Resetting Bond Holdings to 30%

Since I began this blog I have made eight trades. Two of these trades, in the postmortem, look like bad calls.

On 13th June I increased my bond holdings from 30% to 40% because I saw a decline in stocks. Stocks rallied 3% in the following month.

Then on 25th July, after missing a stock market rally, I reduced my bond holding to 19%. Stock markets retreated 12% in the following month.

In hindsight it is easy to see my mistake: I was buying something because it had increased in price, rather than the reverse. This is precisely what Benjamin Graham advised us not to do. Worse still, I had deviated from my own Investment Policy.

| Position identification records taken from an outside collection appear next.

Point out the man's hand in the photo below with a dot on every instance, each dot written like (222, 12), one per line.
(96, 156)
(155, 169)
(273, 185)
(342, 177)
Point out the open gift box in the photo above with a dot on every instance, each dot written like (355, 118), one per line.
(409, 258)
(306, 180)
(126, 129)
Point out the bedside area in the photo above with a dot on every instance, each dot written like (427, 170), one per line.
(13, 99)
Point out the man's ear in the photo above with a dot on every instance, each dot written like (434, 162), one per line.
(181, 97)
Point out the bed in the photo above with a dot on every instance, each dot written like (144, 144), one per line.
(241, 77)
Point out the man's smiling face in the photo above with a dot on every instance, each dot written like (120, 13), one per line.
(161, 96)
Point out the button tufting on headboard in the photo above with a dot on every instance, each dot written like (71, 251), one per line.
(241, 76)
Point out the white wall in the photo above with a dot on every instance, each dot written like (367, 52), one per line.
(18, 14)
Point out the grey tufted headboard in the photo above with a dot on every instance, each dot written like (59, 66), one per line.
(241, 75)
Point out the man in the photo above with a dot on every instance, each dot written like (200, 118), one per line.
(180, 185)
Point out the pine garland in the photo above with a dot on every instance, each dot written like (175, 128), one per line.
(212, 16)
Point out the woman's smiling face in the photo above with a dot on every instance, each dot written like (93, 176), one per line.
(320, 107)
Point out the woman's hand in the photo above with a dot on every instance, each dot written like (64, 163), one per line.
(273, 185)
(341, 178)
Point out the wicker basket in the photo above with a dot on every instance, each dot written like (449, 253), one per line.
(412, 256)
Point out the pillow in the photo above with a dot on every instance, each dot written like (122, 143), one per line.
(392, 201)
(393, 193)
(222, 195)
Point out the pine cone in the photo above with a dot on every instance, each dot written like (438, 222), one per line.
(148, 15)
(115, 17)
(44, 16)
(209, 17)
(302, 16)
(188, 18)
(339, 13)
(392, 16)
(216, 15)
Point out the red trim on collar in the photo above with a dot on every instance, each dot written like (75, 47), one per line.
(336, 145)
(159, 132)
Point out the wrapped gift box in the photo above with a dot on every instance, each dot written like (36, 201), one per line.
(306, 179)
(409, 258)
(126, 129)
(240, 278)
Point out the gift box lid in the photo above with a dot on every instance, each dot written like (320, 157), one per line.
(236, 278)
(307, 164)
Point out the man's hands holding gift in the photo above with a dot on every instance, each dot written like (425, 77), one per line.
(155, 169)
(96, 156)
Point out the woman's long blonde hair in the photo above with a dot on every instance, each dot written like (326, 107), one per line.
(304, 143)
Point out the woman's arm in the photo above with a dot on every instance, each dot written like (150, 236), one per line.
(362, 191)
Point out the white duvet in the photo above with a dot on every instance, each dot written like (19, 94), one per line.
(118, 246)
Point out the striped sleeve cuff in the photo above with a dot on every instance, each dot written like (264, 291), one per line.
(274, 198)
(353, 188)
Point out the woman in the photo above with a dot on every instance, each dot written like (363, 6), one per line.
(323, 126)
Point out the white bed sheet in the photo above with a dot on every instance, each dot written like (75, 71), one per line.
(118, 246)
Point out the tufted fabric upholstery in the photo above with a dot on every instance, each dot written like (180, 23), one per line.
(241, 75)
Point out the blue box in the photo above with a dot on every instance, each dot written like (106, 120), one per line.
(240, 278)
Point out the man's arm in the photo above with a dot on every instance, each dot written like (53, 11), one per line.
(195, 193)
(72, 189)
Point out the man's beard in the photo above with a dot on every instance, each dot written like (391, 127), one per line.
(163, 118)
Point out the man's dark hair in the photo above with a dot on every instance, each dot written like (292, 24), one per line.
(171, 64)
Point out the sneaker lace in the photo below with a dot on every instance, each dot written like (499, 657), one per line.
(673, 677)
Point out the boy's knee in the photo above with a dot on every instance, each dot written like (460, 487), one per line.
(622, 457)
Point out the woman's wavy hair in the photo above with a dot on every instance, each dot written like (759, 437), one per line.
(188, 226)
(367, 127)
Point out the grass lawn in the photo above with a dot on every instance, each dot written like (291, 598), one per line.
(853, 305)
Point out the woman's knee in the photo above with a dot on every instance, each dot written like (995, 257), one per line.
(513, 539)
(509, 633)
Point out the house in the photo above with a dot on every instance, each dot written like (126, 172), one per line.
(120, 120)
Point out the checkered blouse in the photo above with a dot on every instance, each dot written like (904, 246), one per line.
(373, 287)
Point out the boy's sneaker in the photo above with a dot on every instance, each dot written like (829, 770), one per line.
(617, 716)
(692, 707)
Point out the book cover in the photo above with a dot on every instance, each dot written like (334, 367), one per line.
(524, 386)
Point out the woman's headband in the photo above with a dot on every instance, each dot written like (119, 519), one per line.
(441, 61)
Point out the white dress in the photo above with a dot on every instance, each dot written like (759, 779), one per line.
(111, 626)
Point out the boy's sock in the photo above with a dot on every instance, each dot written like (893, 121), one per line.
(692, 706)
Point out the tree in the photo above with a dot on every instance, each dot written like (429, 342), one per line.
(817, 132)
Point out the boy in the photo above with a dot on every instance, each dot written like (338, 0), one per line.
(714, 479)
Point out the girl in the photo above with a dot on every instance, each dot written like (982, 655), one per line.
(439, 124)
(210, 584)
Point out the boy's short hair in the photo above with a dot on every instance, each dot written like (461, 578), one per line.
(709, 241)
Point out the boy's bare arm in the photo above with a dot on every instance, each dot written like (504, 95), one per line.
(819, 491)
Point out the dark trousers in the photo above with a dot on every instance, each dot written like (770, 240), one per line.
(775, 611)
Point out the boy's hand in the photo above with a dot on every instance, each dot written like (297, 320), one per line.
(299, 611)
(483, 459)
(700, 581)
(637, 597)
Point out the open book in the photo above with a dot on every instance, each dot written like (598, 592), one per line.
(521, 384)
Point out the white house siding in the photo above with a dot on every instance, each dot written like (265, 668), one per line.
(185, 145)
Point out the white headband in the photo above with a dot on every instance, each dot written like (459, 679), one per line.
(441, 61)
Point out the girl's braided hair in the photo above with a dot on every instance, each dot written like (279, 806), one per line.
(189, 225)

It is interesting that the only good call I have made when trading the bond fund was back on 13th May, when I initially set my bond holdings to 30%. I did this not because of prices or market sentiment, but because of my Investment Policy: to hold between 25% and 75% bonds at any time. I will return to this policy and keep 30% of my portfolio in bonds.

  • BUY Bond Fund @ $210.39
  • SELL S&P Fund @ $93.84


One month after these trades, on 25th September 2011, this looks like a good call. Both funds have advanced around 0.5% but, more importantly, my bond fund is at an appropriate level within my portfolio and in-line with my Investment Policy.